Standard Deviation Calculator
Enter your numbers below (comma, space, semicolon, or line-break separated), then choose whether to calculate a sample or population standard deviation.
What is standard deviation?
Standard deviation is a measure of spread. It tells you how tightly your data points cluster around the average (mean). A small standard deviation means values are close to the mean. A large standard deviation means values are more spread out.
In practical terms, standard deviation is one of the fastest ways to understand volatility, consistency, and risk in a dataset. It is used in finance, analytics, science, quality control, education, and many other fields.
Sample vs. population standard deviation
Population standard deviation
Use this when your data includes every value in the full group you care about.
σ = √( Σ(x - μ)2 / N )
Sample standard deviation
Use this when your data is just a subset (sample) of a larger population.
s = √( Σ(x - x̄)2 / (n - 1) )
The n - 1 adjustment (Bessel's correction) helps reduce bias when estimating population variability from a sample.

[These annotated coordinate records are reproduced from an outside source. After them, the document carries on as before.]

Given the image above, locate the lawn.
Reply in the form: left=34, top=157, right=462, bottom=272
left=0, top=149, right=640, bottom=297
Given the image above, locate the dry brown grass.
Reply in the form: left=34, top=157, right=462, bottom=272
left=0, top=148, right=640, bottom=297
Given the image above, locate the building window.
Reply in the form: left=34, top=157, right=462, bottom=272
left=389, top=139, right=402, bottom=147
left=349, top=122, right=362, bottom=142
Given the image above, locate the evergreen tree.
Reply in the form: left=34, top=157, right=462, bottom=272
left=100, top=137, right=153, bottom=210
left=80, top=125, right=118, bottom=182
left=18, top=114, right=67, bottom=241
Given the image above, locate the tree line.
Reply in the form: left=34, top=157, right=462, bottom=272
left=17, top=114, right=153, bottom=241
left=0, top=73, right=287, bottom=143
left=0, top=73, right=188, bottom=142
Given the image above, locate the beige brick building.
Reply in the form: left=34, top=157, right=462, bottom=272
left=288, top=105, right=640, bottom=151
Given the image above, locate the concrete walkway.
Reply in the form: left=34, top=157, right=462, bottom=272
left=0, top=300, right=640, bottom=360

If you are unsure which one to choose, sample standard deviation is often the safer default for real-world analysis.
How to use this stdev calculator
- Enter numbers in the data box using commas, spaces, semicolons, or line breaks.
- Select Sample or Population.
- Click Calculate.
- Review mean, variance, standard deviation, and summary metrics.
Worked example
Suppose your dataset is: 10, 12, 9, 14, 11. The mean is 11.2. The calculator computes squared deviations, averages them (using either n or n - 1), and takes the square root.

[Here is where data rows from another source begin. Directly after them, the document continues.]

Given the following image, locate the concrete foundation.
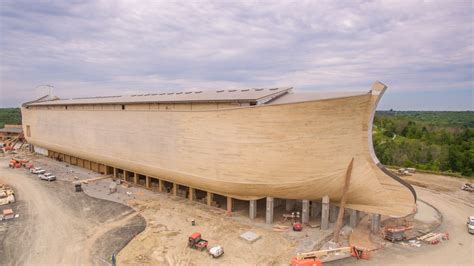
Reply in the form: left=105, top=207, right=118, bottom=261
left=265, top=197, right=273, bottom=224
left=301, top=200, right=309, bottom=224
left=249, top=200, right=257, bottom=220
left=321, top=196, right=329, bottom=230
left=370, top=214, right=382, bottom=234
left=349, top=210, right=359, bottom=228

You will see two different standard deviation values depending on whether you choose sample or population mode. That difference is expected and mathematically correct.
How to interpret the result
Low standard deviation
Your values are stable and close to average. This can indicate consistency.
High standard deviation
Your values vary widely from the mean. This can indicate volatility or uneven performance.
Context matters
A standard deviation of 5 might be tiny for one dataset and huge for another. Always interpret spread relative to units, domain norms, and decision thresholds.
Common mistakes to avoid
- Using population mode when you really have only a sample.
- Comparing standard deviations across datasets with very different scales without normalization.
- Ignoring outliers that can inflate variance and standard deviation.
- Treating standard deviation as “good” or “bad” without business or scientific context.
When standard deviation is especially useful
- Investing: understand return volatility.
- Operations: monitor process consistency and quality.
- Education: assess score dispersion across classes or exams.
- A/B testing: measure variation in user behavior.
- Research: summarize uncertainty and data spread.
Final thoughts
A good standard deviation calculator should be fast, transparent, and easy to use. This one gives you both sample and population options, supports flexible input formatting, and provides the key summary numbers needed for quick analysis.
If you regularly work with data, understanding standard deviation is one of the highest-leverage statistical skills you can build.